"What's his name and birth? I cannot delve him to the root."
Shakespeare.
"There is Mrs. Creery!" exclaimed Colonel Denis, starting up rather nervously. "She has come to call first. Don't keep her waiting." To Helen, who was hastily smoothing her hair and pulling out her ruffles, "You will do first-rate; go into the drawing-room, my dear."
"Yes, but not alone, papa!" taking him by the arm. "You will have to introduce us—you must come with me."
You see she had begun to say must already!—Colonel Denis was by no means reluctant to present his pearl of daughters to the visitor who had prognosticated that she would be plain, and he was sufficiently human to enjoy that lady's stare of stolid astonishment, as she took Helen's hand, and kept it in hers for quite a minute, whilst she leisurely studied her face.
"How do you do, Miss Denis? had you a good passage?"
"Very good, thank you," replied the young lady demurely.
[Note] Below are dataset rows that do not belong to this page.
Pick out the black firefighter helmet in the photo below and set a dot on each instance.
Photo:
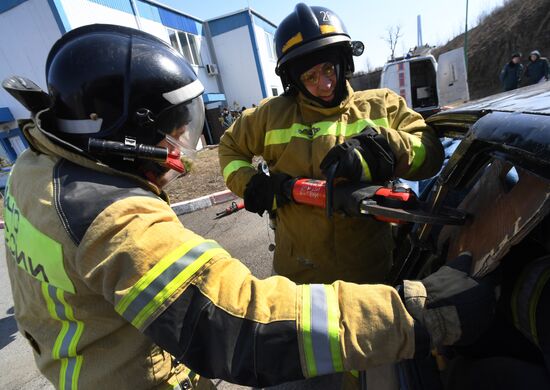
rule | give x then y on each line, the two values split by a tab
115	83
308	31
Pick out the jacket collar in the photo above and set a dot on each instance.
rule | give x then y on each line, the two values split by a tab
311	110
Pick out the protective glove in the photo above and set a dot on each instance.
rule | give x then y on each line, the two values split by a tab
348	197
266	193
366	156
453	307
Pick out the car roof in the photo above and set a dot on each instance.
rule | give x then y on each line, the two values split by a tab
514	125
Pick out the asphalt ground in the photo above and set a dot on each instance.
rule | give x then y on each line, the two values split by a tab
245	235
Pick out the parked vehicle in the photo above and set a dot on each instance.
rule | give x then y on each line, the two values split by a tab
500	176
426	84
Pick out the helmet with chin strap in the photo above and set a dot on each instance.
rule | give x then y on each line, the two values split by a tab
308	31
125	88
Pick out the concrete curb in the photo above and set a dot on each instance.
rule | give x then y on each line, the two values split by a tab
203	202
189	206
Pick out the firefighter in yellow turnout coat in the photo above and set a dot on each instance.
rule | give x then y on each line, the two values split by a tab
112	292
294	133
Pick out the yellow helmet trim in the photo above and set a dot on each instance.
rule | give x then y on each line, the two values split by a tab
292	41
327	28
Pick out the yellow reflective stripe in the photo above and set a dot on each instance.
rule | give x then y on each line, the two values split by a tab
171	287
36	253
320	330
164	279
51	309
306	332
66	343
333	314
419	154
234	166
319	129
327	28
292	41
381	122
366	176
150	276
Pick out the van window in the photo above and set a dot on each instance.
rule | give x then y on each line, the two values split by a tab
423	84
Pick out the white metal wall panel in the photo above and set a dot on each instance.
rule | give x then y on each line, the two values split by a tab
27	32
237	67
268	64
83	12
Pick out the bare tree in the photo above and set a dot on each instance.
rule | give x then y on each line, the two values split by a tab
394	33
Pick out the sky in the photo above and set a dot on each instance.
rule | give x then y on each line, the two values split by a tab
366	20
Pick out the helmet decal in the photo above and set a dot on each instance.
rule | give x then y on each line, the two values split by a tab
185	93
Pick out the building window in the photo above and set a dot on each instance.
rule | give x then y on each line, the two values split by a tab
270	46
186	44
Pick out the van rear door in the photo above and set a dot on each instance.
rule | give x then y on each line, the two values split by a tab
452	78
395	76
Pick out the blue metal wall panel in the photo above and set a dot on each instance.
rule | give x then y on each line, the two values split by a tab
229	23
213	97
121	5
148	11
59	16
256	53
9	4
178	22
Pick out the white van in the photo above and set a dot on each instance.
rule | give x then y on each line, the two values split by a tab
427	85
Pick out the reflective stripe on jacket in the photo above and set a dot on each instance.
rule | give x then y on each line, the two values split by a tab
293	135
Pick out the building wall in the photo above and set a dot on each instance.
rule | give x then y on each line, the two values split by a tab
237	67
23	51
268	60
27	32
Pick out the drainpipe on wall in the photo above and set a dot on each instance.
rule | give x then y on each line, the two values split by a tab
212	52
257	59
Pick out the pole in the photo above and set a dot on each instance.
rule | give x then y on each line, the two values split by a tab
466	40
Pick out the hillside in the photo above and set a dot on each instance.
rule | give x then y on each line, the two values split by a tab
519	25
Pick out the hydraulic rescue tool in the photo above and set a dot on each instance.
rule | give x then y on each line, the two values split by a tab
235	206
393	204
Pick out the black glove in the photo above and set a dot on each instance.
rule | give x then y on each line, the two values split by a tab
262	190
348	196
367	157
454	307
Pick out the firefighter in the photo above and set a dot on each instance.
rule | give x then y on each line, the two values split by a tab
111	291
320	121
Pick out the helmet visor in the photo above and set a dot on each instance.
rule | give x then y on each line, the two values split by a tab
181	136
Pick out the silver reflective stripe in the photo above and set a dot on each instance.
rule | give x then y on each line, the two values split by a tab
320	331
79	126
185	93
161	281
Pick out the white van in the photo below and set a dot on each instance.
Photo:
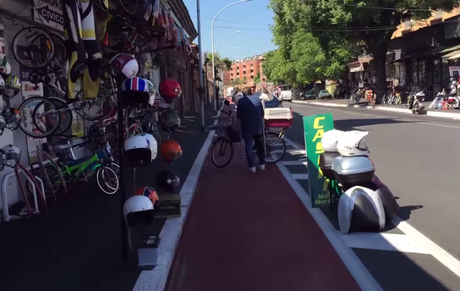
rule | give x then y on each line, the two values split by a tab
286	93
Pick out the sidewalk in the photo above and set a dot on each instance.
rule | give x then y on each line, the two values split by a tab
401	108
251	232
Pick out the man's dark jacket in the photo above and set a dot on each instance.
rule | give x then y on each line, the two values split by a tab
250	112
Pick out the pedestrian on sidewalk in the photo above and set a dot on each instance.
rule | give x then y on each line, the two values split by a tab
250	112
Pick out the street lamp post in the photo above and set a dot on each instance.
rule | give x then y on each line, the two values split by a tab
200	62
215	48
213	52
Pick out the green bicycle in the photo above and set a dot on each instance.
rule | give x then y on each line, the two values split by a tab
101	164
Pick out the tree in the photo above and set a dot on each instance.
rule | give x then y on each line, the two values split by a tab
257	78
370	23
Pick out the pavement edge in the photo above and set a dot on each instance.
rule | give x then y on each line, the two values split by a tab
455	116
155	280
354	265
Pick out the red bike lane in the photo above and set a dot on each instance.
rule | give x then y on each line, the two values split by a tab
247	231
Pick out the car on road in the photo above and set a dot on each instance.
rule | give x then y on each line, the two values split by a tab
324	94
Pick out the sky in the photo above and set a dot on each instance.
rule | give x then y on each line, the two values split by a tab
252	19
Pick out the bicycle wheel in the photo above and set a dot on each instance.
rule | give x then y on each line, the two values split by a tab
222	146
65	114
33	122
107	180
33	48
95	110
275	146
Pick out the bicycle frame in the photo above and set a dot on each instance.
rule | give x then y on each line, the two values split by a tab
76	170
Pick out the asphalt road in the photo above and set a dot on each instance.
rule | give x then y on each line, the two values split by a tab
416	156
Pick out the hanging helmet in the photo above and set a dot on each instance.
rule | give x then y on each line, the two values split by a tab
170	121
2	124
13	153
329	140
170	89
5	67
148	192
2	159
138	208
153	144
137	151
170	151
168	181
352	143
136	91
12	86
125	64
2	84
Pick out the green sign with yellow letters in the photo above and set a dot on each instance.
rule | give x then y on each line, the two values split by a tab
314	128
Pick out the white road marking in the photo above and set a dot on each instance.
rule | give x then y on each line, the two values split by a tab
413	235
300	176
384	242
295	163
354	265
436	251
440	125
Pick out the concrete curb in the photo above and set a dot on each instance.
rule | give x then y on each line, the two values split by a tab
455	116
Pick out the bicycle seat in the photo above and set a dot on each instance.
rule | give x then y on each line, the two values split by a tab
76	162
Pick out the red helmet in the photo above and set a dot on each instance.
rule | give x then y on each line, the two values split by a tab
170	150
170	89
148	192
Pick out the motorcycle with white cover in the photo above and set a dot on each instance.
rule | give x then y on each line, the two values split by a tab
346	160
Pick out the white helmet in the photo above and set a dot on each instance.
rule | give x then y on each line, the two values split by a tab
153	145
137	150
125	64
136	204
329	140
352	143
13	153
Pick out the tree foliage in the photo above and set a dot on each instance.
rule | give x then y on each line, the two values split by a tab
334	23
301	57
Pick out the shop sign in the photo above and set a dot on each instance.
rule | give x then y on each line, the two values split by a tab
314	127
49	13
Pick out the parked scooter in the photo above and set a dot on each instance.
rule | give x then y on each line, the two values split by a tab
365	204
416	98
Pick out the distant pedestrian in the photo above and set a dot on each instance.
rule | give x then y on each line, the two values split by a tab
250	112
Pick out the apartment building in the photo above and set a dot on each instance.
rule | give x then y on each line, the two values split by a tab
245	71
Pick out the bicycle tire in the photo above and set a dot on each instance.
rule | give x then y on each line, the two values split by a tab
283	143
21	61
224	142
112	189
30	132
66	119
108	112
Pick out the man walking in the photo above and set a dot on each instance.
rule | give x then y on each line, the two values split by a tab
250	112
"I see," sitting down as she spoke, and specially addressing Colonel Denis, "that you have had new curtains and purdahs put up, and have actually bought that white marble table that Kursandoss had so long on hand! How much did you give for it?"
"One hundred rupees," replied the purchaser in a guilty voice.
"Heavens and earth!" casting up hands and eyes, "did any one ever hear of such folly! It is not worth thirty. Miss Denis, it's a good thing that you have come out to look after your father—he is a most extravagant man!"